Eric Pfeils Pop-Tagebuch: Summer Of Pop
Wie ich über Taylor Swift und Phil Collins nachdachte und dabei AC/DC hörte.
Folge 271
Der Sommer war für Ihren Chronisten von allenfalls bescheidenem popkulturellen Erleuchtungswert. Lediglich drei Erkenntnisse konnte ich meinem wärmebedingt suboptimal arbeitenden Hirn abtrotzen. Erstens: Taylor Swift ist die Phil Collins ihrer Zeit. Daran ist nichts Schlechtes. Es erklärt mir allerdings, warum ich nicht allzu viel mit ihr anfangen kann.

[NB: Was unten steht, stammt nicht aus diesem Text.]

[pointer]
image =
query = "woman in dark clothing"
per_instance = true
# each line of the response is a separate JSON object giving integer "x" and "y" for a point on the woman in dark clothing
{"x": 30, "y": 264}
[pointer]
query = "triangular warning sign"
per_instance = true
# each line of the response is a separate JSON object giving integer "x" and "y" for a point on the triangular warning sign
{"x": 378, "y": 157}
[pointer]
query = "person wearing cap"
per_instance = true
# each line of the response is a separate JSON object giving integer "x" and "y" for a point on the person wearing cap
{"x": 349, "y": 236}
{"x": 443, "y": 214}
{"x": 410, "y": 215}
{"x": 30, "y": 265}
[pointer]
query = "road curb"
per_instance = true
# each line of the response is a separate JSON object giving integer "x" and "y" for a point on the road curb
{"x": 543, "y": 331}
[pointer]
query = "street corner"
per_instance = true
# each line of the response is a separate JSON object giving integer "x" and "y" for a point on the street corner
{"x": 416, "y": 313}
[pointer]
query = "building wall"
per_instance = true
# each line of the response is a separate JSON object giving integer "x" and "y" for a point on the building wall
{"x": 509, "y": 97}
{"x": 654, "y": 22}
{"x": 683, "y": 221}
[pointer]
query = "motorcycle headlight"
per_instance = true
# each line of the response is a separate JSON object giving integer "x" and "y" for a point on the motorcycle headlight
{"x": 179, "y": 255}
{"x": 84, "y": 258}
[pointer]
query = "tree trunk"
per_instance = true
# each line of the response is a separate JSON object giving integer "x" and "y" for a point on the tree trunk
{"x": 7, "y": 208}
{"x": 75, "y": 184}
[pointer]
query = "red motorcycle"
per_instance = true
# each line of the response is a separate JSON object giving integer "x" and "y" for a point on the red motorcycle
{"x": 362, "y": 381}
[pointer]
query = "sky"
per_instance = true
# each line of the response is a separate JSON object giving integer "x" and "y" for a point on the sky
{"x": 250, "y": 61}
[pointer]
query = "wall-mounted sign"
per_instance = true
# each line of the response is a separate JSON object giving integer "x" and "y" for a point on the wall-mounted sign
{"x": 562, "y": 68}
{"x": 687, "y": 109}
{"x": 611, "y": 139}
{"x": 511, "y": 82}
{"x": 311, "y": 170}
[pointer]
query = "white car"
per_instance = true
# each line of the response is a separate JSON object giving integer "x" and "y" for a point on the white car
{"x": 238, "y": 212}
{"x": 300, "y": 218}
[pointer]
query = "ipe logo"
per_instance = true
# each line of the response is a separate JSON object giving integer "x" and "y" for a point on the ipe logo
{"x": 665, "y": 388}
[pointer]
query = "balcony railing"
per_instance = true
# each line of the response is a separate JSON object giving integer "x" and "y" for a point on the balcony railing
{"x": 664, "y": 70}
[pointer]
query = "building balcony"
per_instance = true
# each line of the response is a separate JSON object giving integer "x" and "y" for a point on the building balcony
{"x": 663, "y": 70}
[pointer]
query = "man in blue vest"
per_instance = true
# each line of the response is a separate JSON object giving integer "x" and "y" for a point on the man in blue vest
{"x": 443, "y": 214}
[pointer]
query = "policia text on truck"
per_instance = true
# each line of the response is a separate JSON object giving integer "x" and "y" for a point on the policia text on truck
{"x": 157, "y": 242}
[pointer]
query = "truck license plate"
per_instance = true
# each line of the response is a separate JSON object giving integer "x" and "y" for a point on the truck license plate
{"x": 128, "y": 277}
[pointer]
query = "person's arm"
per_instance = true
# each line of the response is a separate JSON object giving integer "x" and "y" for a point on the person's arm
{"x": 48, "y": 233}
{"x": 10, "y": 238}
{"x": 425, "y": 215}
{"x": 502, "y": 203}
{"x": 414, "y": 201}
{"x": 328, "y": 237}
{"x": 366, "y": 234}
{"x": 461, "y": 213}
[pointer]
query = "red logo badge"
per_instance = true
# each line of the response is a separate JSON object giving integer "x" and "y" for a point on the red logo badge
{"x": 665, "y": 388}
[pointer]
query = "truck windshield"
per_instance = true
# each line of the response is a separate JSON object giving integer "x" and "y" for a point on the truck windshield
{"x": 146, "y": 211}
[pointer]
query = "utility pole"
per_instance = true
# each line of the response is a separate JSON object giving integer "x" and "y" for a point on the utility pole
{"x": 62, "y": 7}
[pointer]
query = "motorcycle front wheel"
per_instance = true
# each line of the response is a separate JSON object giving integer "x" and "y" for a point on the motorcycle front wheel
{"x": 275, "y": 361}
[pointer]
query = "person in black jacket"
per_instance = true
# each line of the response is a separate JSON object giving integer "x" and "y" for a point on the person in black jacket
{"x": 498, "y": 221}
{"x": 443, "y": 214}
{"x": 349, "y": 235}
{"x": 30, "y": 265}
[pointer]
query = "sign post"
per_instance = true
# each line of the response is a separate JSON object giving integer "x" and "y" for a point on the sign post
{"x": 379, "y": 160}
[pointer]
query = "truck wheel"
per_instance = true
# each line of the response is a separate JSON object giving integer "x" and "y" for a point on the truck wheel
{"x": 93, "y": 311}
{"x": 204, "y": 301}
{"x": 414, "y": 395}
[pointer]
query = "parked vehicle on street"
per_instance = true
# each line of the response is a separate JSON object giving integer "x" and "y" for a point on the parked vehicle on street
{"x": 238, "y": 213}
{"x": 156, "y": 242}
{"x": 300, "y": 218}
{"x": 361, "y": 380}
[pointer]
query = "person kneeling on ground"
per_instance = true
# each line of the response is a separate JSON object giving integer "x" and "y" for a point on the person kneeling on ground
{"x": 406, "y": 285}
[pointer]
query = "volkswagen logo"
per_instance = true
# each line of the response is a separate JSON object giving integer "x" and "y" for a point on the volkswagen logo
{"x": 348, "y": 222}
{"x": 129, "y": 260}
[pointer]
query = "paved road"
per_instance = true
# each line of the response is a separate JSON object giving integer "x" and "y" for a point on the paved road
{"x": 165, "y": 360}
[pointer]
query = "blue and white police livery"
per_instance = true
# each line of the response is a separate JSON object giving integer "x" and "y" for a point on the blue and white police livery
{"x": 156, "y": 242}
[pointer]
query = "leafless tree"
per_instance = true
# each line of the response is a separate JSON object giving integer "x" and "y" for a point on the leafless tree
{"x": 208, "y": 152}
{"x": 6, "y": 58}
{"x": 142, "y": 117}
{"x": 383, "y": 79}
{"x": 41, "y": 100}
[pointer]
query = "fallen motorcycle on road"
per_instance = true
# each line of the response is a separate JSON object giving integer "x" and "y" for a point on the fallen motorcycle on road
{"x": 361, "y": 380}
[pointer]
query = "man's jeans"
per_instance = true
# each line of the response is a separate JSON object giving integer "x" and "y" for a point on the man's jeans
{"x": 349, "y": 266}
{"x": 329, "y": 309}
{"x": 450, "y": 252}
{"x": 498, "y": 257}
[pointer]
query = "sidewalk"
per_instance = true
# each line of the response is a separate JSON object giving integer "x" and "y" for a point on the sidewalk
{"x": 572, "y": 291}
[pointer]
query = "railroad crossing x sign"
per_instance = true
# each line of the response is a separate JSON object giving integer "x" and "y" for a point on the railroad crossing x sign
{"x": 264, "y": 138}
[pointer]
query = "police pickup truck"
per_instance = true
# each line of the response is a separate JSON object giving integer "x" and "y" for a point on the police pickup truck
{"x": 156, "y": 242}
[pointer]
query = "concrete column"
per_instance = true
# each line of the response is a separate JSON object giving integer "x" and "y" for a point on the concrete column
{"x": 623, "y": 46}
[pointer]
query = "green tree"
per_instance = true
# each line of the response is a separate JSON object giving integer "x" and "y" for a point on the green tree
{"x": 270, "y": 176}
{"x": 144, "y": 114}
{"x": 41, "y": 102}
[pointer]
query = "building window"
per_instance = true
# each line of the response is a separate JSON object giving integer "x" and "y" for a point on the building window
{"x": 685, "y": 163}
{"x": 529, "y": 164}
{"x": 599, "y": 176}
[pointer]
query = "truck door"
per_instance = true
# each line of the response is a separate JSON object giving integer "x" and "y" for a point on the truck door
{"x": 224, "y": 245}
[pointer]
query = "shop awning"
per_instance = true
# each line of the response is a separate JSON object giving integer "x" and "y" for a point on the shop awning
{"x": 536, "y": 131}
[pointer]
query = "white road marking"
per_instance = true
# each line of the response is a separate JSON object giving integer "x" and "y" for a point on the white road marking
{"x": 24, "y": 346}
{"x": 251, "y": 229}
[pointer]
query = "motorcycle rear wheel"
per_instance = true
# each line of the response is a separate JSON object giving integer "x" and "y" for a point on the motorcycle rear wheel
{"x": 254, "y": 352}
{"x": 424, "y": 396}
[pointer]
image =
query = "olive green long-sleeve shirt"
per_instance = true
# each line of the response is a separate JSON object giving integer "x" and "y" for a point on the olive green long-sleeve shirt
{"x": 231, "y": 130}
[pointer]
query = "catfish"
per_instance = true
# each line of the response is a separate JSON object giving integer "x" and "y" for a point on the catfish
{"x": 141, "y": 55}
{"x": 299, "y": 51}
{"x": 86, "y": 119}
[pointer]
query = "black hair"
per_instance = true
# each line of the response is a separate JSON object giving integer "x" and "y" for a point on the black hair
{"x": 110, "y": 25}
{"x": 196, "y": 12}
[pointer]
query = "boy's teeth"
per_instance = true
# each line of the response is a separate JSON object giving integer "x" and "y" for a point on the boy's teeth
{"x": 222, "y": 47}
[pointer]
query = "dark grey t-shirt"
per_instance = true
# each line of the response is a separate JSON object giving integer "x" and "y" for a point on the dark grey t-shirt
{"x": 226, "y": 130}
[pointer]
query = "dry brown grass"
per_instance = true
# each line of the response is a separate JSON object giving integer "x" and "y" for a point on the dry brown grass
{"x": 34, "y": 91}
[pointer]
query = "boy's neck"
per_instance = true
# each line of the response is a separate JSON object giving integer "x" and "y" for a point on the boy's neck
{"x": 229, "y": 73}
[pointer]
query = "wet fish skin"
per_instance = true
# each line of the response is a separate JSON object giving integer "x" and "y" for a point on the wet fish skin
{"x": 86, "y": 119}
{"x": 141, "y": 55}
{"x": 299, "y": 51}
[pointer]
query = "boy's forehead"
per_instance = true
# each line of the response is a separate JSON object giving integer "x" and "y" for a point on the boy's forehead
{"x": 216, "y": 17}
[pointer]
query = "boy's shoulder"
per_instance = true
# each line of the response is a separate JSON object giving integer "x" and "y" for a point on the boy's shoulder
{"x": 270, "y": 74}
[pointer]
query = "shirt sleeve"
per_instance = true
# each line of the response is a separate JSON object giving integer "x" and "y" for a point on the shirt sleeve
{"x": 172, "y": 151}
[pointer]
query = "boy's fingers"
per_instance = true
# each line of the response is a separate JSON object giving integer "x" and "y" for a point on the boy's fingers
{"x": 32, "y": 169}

Sie lässt mir aber auch keineswegs die Drüsen der Wissbegier schwellen oder so – es ist eine Art freundliches Desinteresse. Ich habe das oft bei Sachen, denen nicht zu entkommen ist, möglicherweise ein pubertärer Refex. Taylor Swift ist das dröhnende Jetzt auf Stelzen, das Hier und Heute zum Mitsingen – ganz so wie es Phil Collins in den 80er-Jahren war. Ich bin gespannt, wie ich Taylor Swift in 40 Jahren (also mit 94) finden werde, wenn ihre Persona und ihre Musik vom Malus der Omnipräsenz befreit sind.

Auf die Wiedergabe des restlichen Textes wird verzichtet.